いつの間にか声だけではなく、体も八篠康太のものに戻っていた。
そして康太はもう一つ、気づくことがあった。康太のすぐ近く、最初にあった墓の上にいつの間にか一羽の鳥がいて、まっすぐとこちらを見つめていた。
その鳥は逃げるでもなく、また何かを求めるでもなく、康太をじっと見つめていた。
それがいったい何なのか、康太は本能的に理解できていた。
「師匠に伝えて・・・いや、謝ってほしい。不出来な弟子で申し訳ないと。迷惑をかけたと・・・いや、この場合一番迷惑をかけてしまったのは、君なのだけれど」
デビットは苦笑しながら康太の方を見て、今度は先ほど小さな村のあった方角に目をやる。
康太もつられてその方向に目をやる。その光景が目に入ってきた瞬間、康太は自分の目を疑った。
小さな村があったはずだ。視界の隅には森もあったはずだ。わずかではあるが、小さくはあるが人の営みがあったはずだ。
だが今康太の目の前に広がっているのは、一面、十字架の群れ。視界の隅から隅まで、端から端まで、目に見える彼方まで続く、十字架の平原。
森はなく、村のほとんどは瓦礫と化し、小さいが存在していたはずの畑も荒れ果てていた。
もはやそこに人の営みがあるようには見えなかった。
それが何を意味しているのか、康太は理解できていた。
「巻き込んでしまってすまない。だからこそ、今度こそ、君だけは、助けたい・・・いや、助けなければならない」
デビットの笑みは儚げで、とても疲れているように見えた。やつれた表情がそう見せているだけかもしれない。
そんな中、康太の耳に誰かの声が届いていた。誰かが自分を呼んでいるような声が。
聞きなれた声だ。何度も聞いた声だ。何度も自分を呼んでくれた声だ。何度も自分を肯定してくれた声だ。
その声を、康太は忘れられるはずがなかった。
「師匠がうまくやっているようだ。
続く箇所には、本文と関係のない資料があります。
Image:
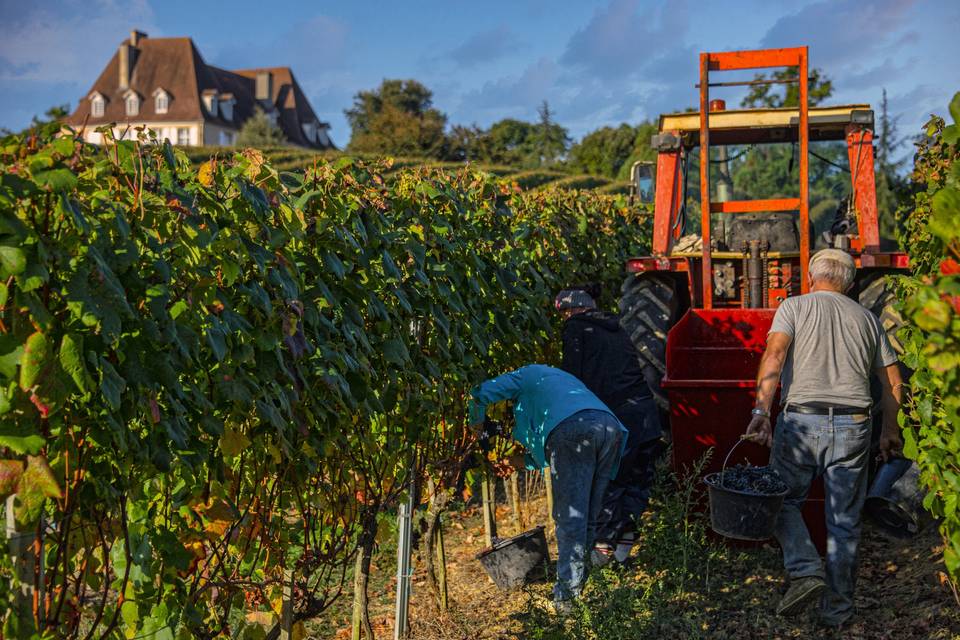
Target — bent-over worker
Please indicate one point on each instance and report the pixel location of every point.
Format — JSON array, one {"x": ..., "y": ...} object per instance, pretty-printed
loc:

さぁ、未来の世界の友人よ、私たちは、君を生かす。あの時生かせなかった、すべての、すべての者の総意として」
「・・・すべての・・・?」
康太が周りを見ると、墓のあった場所に、多くの人が立っていた。人種、年齢、性別、何もかもが違う。
それが誰なのか、康太はわかっていた。康太が体感した、康太が身をもって経験した死の、その本人達なのだと。
そして墓の上に止まっていた鳥は、デビットの肩に止まり、再び康太を見つめ続けた。
「待てデビット、いったいどういう」
康太の追及を前に、デビットは康太の前に手をかざし、それ以上言葉を紡がせることを許さなかった。
「すまない、そしてありがとう。私たちのような、救えなかった魂のために嘆いてくれた君を、私は心から尊敬する」
その瞬間、デビットの姿は康太が見慣れた、黒い瘴気の塊となる。そして肩に止まっていた鳥は雷の塊に、周りに立っていた人々もまた、黒い瘴気となって世界を包んだ。
そしてその瘴気と雷は康太の体の中へと吸い込まれていく。
黒い瘴気や雷だけではない。この世界そのものが、草原が、廃墟が、森のあった場所が、空が、すべてが康太の中に吸い込まれていく。
やがて何もない、虚無が康太の周囲を満たしていく中、康太はなぜかそれがどういうことなのかを理解しつつあった。
『君は、私たちの願いを、私たちが、心から願った、叶わなかった、叶えたかった、あぁ、そうだ、君が、君こそが、我が神の』
デビットの声が頭に響き、その言葉が最後まで紡がれるよりも先に、康太の耳に、鳴り響くような声が届く。